Not that Crofty suffered any censure for his crime. At a time when capital punishment for even daring to touch a match official is regarded as not being tough enough, Croft, not only avoided a telling off from his captain, but he was able to gather his breath mid-over while Fred walked the length of two cricket pitches, because that's how far back the West Indian captain was fielding at first slip, while Fred voiced his dissatisfaction to the skipper.
This being, of course, the same captain whose side refused to come back out onto the field after the tea break two days earlier because they were upset at the umpiring decisions. What's Going On (WGO) can't help but wonder what sort of diplomatic incident was avoided because Fred and his partner that day, Steve Woodward, didn't just pick up the bails and declare the game over, in New Zealand's favour. But legal programmes on television like LA Law, The Practice, Judge Judy, the Florida presidential election debacle and the OJ Simpson trial hadn't caught on by that stage so arguments in law were not really to the forefront.
No, as much as Lloyd said apologies were made for the Goodall incident and Michael Holding's kicking out of the stumps in the previous Test, they can never be forgotten. He defended the actions of the side on the basis that his experienced team could only take so much. It is a fact that to those who witnessed the events they will be forever associated with Lloyd, just as the underarm incident will accompany Greg Chappell wherever he goes.
By the way, Fred is alive and well in Wellington and looking forward to a new season of javelin throwing, his forte nowadays, along with track and field administration.

While talking about the past, and as WGO gets older he finds nostalgia an especially rich vein, a belated congratulations needs to go out to 'Jentleman' Jerry Coney and his team in the compilation of The Mantis and the Cricket: Tales from the Tours. This series of cricketing reminiscences is one of the jewels of television in New Zealand, and a splendid example of how hearing from the horse's mouth can give such an accurate picture of events.
The former New Zealand captain has inveigled some wonderful tales out of players from New Zealand cricket's history and they are very well presented. There are critics of the satellite television industry and the fact that it has taken free to air access away from many consumers, but when they put resources into a series like this, its value is inestimable.

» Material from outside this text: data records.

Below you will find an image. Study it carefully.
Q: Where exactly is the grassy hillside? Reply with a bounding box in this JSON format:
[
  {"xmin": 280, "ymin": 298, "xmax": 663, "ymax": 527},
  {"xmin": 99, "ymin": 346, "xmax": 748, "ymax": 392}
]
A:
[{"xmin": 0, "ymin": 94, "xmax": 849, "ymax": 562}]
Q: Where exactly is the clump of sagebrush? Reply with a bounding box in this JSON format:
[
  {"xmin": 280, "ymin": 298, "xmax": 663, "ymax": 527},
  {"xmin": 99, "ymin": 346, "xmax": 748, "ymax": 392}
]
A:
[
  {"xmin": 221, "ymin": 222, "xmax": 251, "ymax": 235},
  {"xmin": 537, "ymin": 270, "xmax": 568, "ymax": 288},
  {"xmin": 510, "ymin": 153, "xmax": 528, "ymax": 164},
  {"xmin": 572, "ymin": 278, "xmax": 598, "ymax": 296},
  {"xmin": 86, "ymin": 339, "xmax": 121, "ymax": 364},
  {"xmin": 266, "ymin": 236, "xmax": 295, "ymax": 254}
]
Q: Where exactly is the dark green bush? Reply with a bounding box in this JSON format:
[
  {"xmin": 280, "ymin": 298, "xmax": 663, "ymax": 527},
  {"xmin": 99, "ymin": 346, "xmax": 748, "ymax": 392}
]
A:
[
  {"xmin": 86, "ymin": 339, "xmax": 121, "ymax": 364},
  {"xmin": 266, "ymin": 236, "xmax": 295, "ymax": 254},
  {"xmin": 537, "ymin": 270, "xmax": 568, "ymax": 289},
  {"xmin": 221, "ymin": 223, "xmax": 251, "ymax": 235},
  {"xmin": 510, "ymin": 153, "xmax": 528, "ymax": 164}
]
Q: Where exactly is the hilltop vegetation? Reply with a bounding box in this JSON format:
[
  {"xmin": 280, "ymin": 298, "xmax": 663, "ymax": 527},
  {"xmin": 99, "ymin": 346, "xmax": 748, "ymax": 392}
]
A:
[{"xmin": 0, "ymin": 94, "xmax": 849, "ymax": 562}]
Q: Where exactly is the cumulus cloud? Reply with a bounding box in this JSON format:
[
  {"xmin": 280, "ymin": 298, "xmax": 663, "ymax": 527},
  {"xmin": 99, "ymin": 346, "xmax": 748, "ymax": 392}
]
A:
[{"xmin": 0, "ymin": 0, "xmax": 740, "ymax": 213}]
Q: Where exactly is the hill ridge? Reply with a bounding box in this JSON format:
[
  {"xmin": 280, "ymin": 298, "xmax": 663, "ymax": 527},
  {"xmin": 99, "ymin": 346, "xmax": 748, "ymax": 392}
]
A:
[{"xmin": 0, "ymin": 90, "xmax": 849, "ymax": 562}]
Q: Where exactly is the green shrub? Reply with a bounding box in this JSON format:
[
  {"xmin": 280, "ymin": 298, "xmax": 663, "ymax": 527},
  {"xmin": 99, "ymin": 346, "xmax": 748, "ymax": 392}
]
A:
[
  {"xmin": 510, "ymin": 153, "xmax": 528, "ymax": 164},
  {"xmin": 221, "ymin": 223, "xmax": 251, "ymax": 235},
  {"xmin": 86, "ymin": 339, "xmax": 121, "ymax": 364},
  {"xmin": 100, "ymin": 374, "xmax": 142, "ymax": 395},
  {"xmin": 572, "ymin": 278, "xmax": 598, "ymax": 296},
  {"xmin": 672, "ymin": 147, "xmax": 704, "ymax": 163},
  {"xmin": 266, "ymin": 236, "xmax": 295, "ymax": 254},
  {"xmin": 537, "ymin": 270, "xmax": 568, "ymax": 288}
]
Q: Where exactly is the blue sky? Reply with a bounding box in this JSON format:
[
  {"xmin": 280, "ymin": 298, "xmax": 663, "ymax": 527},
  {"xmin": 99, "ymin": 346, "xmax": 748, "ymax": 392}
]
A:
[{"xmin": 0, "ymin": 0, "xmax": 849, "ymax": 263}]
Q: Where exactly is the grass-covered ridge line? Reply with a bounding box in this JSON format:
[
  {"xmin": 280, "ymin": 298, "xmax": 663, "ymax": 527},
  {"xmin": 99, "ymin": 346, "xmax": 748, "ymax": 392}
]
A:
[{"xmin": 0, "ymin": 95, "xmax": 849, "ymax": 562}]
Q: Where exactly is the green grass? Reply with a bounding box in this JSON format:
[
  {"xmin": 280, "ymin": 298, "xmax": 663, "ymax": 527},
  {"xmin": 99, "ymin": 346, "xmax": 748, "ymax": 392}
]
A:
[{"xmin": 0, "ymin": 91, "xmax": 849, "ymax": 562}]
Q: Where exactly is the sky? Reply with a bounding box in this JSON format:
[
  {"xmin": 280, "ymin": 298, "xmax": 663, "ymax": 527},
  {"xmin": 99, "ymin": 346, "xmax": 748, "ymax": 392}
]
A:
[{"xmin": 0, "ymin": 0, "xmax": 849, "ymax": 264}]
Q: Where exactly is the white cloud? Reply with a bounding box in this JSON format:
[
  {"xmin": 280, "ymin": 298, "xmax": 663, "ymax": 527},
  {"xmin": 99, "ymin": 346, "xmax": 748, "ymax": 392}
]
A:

And, as a frontman, Coney proffers the air of someone who genuinely enjoys finding out so much of the game that now sustains him. Bringing to the screen the tales of people like Jack Alabaster, Gary Bartlett, Dick Motz, Frank Cameron, John Guy, Noel McGregor, Artie Dick and John Sparling along with their more familiar leader in John Reid, has been well worth the exercise.
WGO understands there is more in the offing next summer as the mid-1960s become the focus of attention. They weren't especially memorable years, but some of the tales will more than compensate for that. For anyone even remotely interested in cricket, this is must-see television.